Sausage and Potato Hash...aka The Girl Next Door

One of my favorite things is eating breakfast for dinner. I think it stems from my childhood, when my Mom would make my siblings and I our favorite breakfast foods for dinner in the fall when my Dad would go off deer hunting. I love breakfast food, but I'm not really a morning person. During the week, I eat yogurt and a piece of fruit at my desk most days. On the weekends, I'm normally on the go and not in the kitchen in the mornings. That means if I want breakfast food, dinnertime is my best shot at eating it. 

Frittatas, apple Dutch Baby pancakes, and home fries have all been on the menu for our recent breakfast for dinner nights. Last night, I decided to see what was on hand in my kitchen to whip up something tasty for us. I had red potatoes, chicken-parm sausages, and some veggies....so I decided to make a hash. Granted, hash won't win any beauty pageants. It's not the supermodel of food, but sometimes it's better to hang out with the girl next door. That's what this hash is...the girl next door who you love to hang out with because she's just so darn down-to-earth! 

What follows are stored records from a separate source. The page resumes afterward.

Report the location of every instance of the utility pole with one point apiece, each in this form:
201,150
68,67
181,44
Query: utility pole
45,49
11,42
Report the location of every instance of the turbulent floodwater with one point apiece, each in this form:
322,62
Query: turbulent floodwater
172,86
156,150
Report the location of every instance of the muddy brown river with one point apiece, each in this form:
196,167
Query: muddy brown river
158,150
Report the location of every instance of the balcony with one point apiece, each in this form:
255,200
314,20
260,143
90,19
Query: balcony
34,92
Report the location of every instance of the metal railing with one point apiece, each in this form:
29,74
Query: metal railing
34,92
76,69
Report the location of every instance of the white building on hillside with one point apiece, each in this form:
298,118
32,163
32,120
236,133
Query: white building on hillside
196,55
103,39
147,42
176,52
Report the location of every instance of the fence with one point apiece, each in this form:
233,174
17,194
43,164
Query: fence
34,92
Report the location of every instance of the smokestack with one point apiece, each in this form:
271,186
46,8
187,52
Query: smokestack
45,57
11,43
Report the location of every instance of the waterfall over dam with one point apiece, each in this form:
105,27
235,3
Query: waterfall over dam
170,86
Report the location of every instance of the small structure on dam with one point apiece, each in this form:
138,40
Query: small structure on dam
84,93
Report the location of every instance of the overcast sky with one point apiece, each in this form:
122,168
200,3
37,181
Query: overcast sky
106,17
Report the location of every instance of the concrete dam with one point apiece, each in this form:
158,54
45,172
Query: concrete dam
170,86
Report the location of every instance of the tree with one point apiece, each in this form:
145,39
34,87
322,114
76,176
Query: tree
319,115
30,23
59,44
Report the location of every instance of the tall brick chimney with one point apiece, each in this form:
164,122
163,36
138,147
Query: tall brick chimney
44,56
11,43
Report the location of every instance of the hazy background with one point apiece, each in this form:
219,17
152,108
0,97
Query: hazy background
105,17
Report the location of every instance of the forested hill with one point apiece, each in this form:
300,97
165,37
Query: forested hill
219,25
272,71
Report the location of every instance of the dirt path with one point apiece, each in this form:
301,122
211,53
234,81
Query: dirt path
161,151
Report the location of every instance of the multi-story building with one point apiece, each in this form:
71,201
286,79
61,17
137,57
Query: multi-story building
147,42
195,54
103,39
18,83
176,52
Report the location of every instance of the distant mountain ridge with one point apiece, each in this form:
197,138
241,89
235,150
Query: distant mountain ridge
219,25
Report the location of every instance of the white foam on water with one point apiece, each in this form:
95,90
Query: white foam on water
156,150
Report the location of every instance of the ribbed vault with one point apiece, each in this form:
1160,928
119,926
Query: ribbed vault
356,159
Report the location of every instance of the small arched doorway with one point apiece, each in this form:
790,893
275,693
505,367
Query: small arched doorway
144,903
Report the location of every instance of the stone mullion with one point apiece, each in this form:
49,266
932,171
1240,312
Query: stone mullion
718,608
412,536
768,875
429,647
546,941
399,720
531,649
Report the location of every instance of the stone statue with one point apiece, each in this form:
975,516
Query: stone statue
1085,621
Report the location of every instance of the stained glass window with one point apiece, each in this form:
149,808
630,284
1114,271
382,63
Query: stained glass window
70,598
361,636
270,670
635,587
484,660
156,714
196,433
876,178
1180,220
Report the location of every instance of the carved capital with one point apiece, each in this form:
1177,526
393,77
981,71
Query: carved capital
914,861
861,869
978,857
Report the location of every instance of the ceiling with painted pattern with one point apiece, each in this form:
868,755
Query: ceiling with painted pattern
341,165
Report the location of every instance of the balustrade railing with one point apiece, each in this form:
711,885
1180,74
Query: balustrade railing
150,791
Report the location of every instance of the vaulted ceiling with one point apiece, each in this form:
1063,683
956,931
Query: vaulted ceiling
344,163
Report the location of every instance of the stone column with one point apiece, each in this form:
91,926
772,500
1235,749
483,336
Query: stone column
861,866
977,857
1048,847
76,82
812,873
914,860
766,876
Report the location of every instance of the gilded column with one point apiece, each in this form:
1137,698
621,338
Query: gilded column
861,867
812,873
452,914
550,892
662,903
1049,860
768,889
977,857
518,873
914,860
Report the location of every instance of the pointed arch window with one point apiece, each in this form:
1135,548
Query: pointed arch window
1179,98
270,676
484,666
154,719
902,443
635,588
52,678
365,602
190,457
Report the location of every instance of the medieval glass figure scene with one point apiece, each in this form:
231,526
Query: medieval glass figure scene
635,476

Sausage and Potato Hash...aka The Girl Next Door


Step 1:  Cut three or four red potatoes into small cubes. Put in salted water, bring to a boil, and cook for 10-15 minutes. While the potatoes are cooking, cook two links sausage of your choice. I had chicken-parmesan on hand, but Italian sausage would be good too! Slice the sausage and set aside.

Step 2:  Heat 1 tbs. olive oil and 2 tbs. butter in a non-stick skillet over med-high heat. Add 1/2 chopped yellow onion, two cloves minced garlic, and one sliced celery stalk. Cook for about three minutes. Then add the cooked potatoes, 1/2 tsp. kosher salt, and cracked black pepper to taste. Cook until the potatoes start to brown. Let them sit in one layer for about five minutes before turning...be patient!


Step 3:  Add 3/4 cup frozen corn kernels, the sliced sausage, and 2 tbs. chopped flat-leaf parsley. Toss gently to combine and continue cooking until the potatoes are evenly golden and the sausage is heated through. This took me about 10 minutes last night...I gave it a toss and let it brown on one side for about five minutes. Then I flipped it over and let it brown on the other side for another five minutes. To serve, place the hash on a platter. 


You can serve it topped with sunny-side-up eggs, but Michael opted for scrambled eggs last night. I wasn't in the mood for eggs, so I simply served my hash in a shallow bowl. I topped it with a bit of lowfat sour cream and a sprinkle of parmesan reggiano cheese. 


It was so good...the onions were caramelized and slightly sweet, which really complimented the sweetness of the corn. The sausage and potatoes were browned and delicious, and the parm worked well with this particular sausage. This hash might not win a beauty contest, but it's comforting and delicious.